The once red-hot cybersecurity startup space is experiencing a drastic slowdown in terms of funding, according to data from Crunchbase.
The amount of money that investors have poured into early-stage companies fell 63% to $1.6 billion in the second quarter of this year compared to $4.3 billion in the same period last year. This marks the lowest quarterly total since the end of 2019 when startups raised just under $1.6 billion.
For the first half of the year, cybersecurity startups brought in only $4.3 billion in funding, down 60% from the $10.8 billion raised in the first half of 2022. There were also far fewer deals, with only 312 funding rounds completed in the first six months of 2023 compared to 507 the year before.
The number of large late-stage deals was also sharply lower. In the first half of 2022, 33 deals of $100 million or more were funded. But this year saw just 11 mega-rounds totaling more than $100 million each.
In the second quarter, only five rounds exceeded $100 million including a $190 million investment in Blackpoint Cyber and a $132 million round completed by ID.me.
While venture investment has declined broadly, the massive drop in cybersecurity – traditionally viewed as a “recession-proof” sector – has been stunning. However, cyber attacks continue unabated even as enterprise budgets tighten.
AI Can Make Cybersecurity Solutions Cheaper but Investors Are Still Cautious
Artificial intelligence and automation could make cybersecurity operations more efficient. In addition, public cybersecurity companies have seen share price gains that may spur more merger and acquisition activity and revive venture funding.
However, startups seeking funding will need to demonstrate “capital efficiency” by showing progress in research and development in addition to sales and marketing metrics, said Alex Doll of Ten Eleven Ventures in response to a survey performed by TechCrunch to investors in the space.
It remains uncertain how long funding for cybersecurity startups will remain out of sync with enterprise spending needs. Some investors expect a rebound “within the next 12 to 18 months” as the economic picture becomes clearer.
The drastic funding slowdown highlights how rapidly the startup and venture capital environments can change. After a huge wave of growth investments in 2021, private investors have now shifted to seeking profitability and efficiency, dramatically slowing deal flow and valuations across industries. But even a traditionally stable sector like cybersecurity has not been immune.
Business Leaders Believe a ‘Catastrophic’ Cybersecurity Event Could Happen in Two Years
Business leaders are becoming more aware of their organizations’ cybersecurity issues, according to the World Economic Forum’s 2023 Global Cybersecurity Outlook. Yet, they still struggle to communicate cyber risks in a way that motivates action.
The study found that 91% of respondents believe a catastrophic cyber event is likely in the next two years.

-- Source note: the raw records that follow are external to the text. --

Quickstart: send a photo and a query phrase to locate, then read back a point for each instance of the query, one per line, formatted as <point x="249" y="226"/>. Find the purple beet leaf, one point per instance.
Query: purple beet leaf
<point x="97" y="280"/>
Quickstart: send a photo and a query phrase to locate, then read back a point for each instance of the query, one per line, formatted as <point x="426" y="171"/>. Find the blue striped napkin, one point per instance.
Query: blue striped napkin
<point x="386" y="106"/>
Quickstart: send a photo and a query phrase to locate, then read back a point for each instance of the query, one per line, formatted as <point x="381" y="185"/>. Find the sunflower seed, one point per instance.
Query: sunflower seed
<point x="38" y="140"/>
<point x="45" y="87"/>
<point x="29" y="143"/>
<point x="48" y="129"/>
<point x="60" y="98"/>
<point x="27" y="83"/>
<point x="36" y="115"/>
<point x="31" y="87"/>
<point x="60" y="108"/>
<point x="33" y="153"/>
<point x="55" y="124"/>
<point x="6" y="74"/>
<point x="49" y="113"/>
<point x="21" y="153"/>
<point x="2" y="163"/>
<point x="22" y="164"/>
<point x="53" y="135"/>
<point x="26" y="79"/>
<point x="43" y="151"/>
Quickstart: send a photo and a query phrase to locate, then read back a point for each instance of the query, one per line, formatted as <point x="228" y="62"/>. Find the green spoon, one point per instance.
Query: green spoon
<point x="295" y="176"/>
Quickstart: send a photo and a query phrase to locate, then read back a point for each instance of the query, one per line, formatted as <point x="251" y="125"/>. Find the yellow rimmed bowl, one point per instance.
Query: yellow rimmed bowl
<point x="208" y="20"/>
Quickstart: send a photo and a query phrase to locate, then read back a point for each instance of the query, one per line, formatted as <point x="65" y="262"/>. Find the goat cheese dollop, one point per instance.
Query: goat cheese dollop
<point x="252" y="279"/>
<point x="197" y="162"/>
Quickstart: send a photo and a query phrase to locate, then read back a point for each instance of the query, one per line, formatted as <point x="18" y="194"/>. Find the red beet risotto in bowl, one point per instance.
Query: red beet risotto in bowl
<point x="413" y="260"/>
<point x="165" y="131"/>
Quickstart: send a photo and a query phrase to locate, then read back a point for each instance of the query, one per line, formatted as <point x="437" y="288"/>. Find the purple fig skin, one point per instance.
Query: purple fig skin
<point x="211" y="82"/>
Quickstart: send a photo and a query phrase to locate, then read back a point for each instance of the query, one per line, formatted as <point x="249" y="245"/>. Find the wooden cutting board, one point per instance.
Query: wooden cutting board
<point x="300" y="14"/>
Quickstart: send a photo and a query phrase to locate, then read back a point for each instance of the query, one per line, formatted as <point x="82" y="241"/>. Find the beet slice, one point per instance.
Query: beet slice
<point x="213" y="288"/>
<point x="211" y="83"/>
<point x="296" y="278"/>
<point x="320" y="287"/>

Meanwhile, 43% think a cyber attack could materially affect their own organization. As a result, businesses are investing more in day-to-day defenses.
The survey’s respondents said that they are now focusing more on preventing business disruption and limiting their businesses’ reputational damage rather than stealing data. Geopolitical instability has also heightened data protection concerns and influenced where businesses operate and invest.
Business leaders acknowledge that their supply chains and partners expose them to cyber risks. In response, they plan to strengthen third-party controls and reconsider business relationships if they fail to meet their cyber security standards.
Large digital transformation projects add complexity and risk as organizations integrate new technologies to modernize their processes but at the same time need to keep their systems well protected.
In this regard, business leaders often struggle to balance technology value against increased cyber risks. More respondents now see cybersecurity regulations as effective, though compliance remains challenging.